• Start
  • Wiadomości
  • Kamieniem w auto z Kaliningradu. Prezydent Adamowicz: - Gdańsk tego nie toleruje, Rosjanie są mile widziani

Kamieniem w auto z Kaliningradu. Prezydent Adamowicz: - Gdańsk tego nie toleruje, Rosjanie są mile widziani

Do incydentu doszło w ostatnią sobotę: z okna kamienicy przy ul. Powroźniczej posypały się kamienie na auto należące do turystów z obwodu kaliningradzkiego. Rosyjskie media opisały całą sytuację jako przejaw polskiego nacjonalizmu i rusofobii. Prezydent Gdańska zaprosił poszkodowaną rosyjską rodzinę na wizytę w Urzędzie Miejskim - spotkanie ma odbyć się dzisiaj, w piątek 19 stycznia.
19.01.2018
Więcej artykułów poświęconych Gdańskowi znajdziesz na stronie głównej gdansk.pl

 

Właściciele auta straty z powodu wybitej szyby oszacowała na 500 zł

 

- Gdańsk jest i pozostanie miastem przyjaznym i otwartym na obcokrajowców, niezależnie od przykrych incydentów - mówi prezydent Paweł Adamowicz. - A goście z obwodu kaliningradzkiego są dla nas szczególnie cenni i mile widziani. Odwiedzają nasze sklepy, restauracje czy hotele, w dużej liczbie korzystają z lotniska czy naszych terminali promowych, zwiedzają muzea.
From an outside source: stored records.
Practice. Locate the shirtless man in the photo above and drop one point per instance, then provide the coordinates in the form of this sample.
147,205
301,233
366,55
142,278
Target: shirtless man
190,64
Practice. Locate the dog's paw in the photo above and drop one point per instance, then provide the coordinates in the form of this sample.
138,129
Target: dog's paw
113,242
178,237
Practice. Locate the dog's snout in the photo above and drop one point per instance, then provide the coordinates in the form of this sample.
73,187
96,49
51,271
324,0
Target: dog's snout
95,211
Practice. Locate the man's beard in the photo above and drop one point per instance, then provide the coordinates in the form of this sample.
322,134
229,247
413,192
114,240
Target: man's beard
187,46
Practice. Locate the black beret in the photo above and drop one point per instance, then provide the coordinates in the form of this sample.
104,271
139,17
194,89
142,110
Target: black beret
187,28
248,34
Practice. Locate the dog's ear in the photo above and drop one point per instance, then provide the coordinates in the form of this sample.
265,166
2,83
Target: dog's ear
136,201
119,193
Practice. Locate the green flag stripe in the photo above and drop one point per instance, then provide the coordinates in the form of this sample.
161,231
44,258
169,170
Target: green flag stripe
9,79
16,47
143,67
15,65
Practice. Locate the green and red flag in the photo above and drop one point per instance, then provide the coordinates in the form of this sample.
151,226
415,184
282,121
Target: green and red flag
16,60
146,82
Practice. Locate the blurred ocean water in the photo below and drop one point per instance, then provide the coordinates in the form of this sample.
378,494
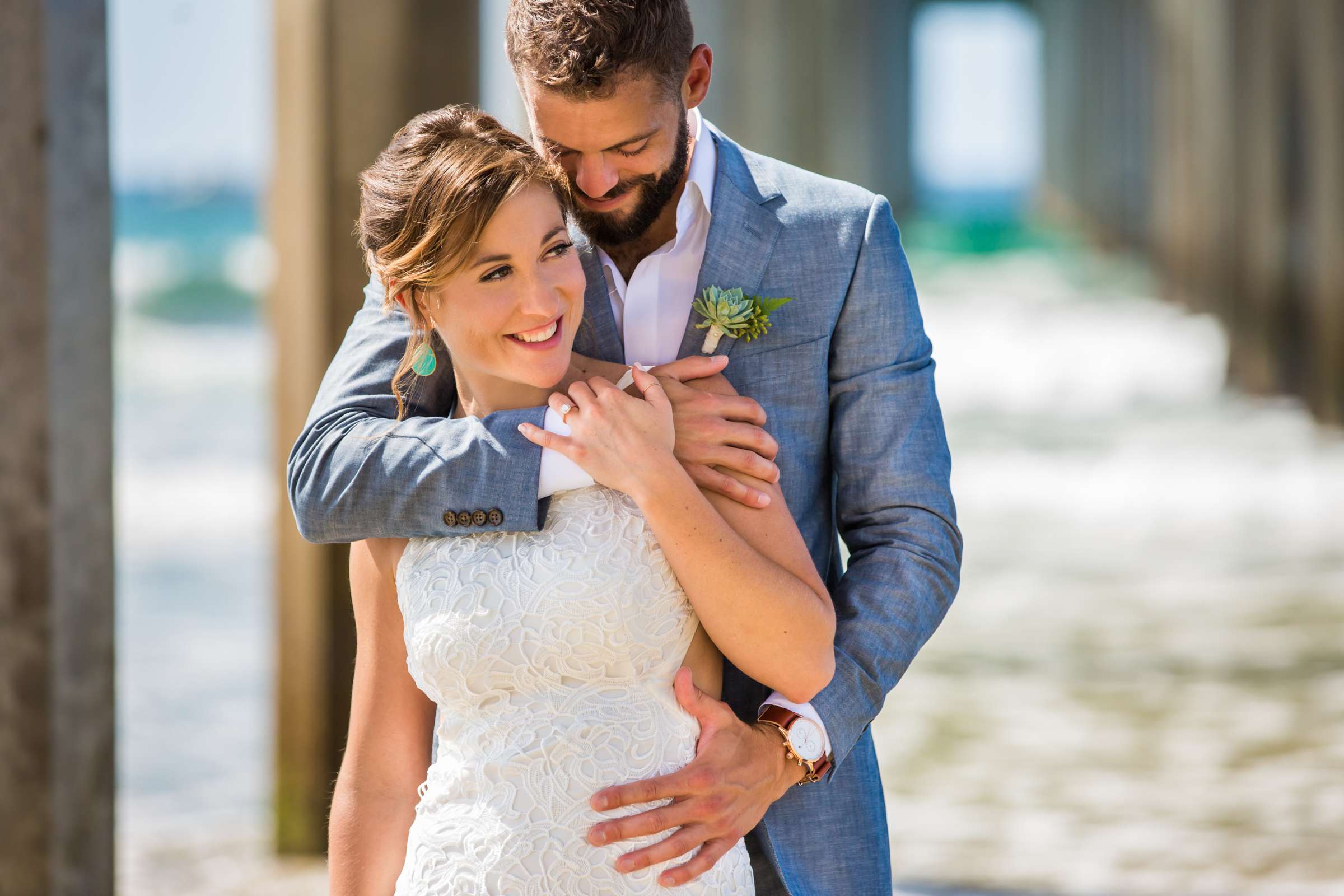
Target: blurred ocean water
1140,688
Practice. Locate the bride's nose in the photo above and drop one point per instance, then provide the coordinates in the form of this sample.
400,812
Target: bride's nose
541,300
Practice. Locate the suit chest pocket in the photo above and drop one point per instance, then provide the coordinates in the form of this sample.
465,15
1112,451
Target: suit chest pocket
784,367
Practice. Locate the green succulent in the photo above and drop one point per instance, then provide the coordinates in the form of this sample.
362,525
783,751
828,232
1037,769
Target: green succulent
729,312
727,309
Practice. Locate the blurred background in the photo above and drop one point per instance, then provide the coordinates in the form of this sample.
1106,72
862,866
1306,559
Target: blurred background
1126,221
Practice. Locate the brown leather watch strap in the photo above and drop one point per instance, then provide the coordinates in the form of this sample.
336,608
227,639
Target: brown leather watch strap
784,718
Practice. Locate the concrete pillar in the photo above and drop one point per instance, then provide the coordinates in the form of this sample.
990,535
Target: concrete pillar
57,759
1320,34
348,74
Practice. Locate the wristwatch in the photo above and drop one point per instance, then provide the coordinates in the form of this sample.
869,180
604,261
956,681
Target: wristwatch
803,740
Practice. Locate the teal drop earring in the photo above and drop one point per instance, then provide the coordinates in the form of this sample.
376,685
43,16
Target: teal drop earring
424,361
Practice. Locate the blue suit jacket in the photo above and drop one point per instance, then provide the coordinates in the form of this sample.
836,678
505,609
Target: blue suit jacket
846,376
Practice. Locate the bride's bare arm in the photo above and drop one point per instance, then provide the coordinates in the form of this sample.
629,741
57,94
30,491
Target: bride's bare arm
388,749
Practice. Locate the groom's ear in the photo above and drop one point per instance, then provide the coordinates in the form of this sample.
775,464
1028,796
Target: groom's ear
696,86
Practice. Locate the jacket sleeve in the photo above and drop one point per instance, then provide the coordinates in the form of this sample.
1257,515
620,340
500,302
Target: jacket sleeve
894,507
355,472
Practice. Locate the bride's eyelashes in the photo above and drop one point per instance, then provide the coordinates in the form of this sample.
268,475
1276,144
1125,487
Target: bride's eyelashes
558,250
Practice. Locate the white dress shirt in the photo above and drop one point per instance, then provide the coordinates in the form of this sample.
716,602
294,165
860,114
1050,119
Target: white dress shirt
651,314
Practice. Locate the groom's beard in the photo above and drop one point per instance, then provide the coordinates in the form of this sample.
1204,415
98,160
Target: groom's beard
608,228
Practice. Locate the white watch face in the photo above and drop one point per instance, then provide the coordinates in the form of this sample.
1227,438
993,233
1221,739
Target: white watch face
805,738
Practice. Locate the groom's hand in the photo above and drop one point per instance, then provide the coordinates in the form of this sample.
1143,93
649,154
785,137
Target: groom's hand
718,797
717,428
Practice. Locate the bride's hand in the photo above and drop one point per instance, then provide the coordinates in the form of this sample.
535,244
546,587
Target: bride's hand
620,441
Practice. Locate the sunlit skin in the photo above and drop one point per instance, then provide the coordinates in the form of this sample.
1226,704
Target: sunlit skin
740,769
522,277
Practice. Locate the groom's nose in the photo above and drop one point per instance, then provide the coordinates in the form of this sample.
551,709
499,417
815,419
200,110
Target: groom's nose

Sytuacja do której doszło w sobotę, 13 stycznia, była tym bardziej groźna, że ucierpieć mogło 4-letnie dziecko. Goście z obwodu kaliningradzkiego przyjechali spędzić w Gdańsku weekend. Jelena i Aleksandr Biereżni z 4-letnią wnuczką wynajęli prywatną kwaterę w kamienicy przy ul. Powroźniczej. W sobotę ok. godz.10 chcieli ruszyć autem do sopockiego aquaparku. Aleksandr rozgrzewał silnik samochodu zaparkowanego przy chodniku na ulicy, wnuczka z babcią tymczasem karmiły gołębie. Po chwili babcia usadowiła dziecko w foteliku na tylnym siedzeniu i wówczas z okna na drugim piętrze posypały się kamienie, rozbite zostało tylne okno auta. Roztrzęsione małżeństwo Biereżnych wezwało policję przy pomocy obsługi znajdującego się tuż obok hotelu Radison. Policja przybyła na miejsce po 20 minutach, ale - jak wynika z relacji poszkodowanych - dwójka funkcjonariuszy nie interesowała się zbytnio samym incydentem i łapaniem sprawców, skupiono się natomiast na… badaniu legalności pobytu gości z obwodu kaliningradzkiego  w Gdańsku. Trwało to blisko godzinę. W tym czasie dwaj młodzi mężczyźni wyszli z kamienicy, przy której było zaparkowane auto i spokojnie oddalili się. Babcia dziewczynki utrzymuje, że byli podobni do sprawców ataku, których zauważyła w oknie, gdy na samochód posypały się kamienie.

 

Fotelik obsypany szkłem rozbitej szyby, w którą trafił kamień. Jakie szczęście, że nie ucierpiała 4-letnia dziewczynka, ani babcia, która przy niej była

 

Córka Jeleny - Jekatierina (matka 4-latniej dziewczynki) - opisała cały incydent na swoim Facebooku. Na podstawie relacji matki stwierdziła m.in., że jedynie obsługa Hotelu Radison zachowała się życzliwie i na poziomie. Błyskawicznie temat podchwyciła część rosyjskich portali internetowych. Zajście interpretowano jako atak polskich nacjonalistów, na których niczym czerwona płachta na byka podziałać miała rosyjska rejestracja samochodu: z trójkolorowym symbolem rosyjskiej flagi, literami RUS i numerem 39, którym oznaczony jest obwód kaliningradzki.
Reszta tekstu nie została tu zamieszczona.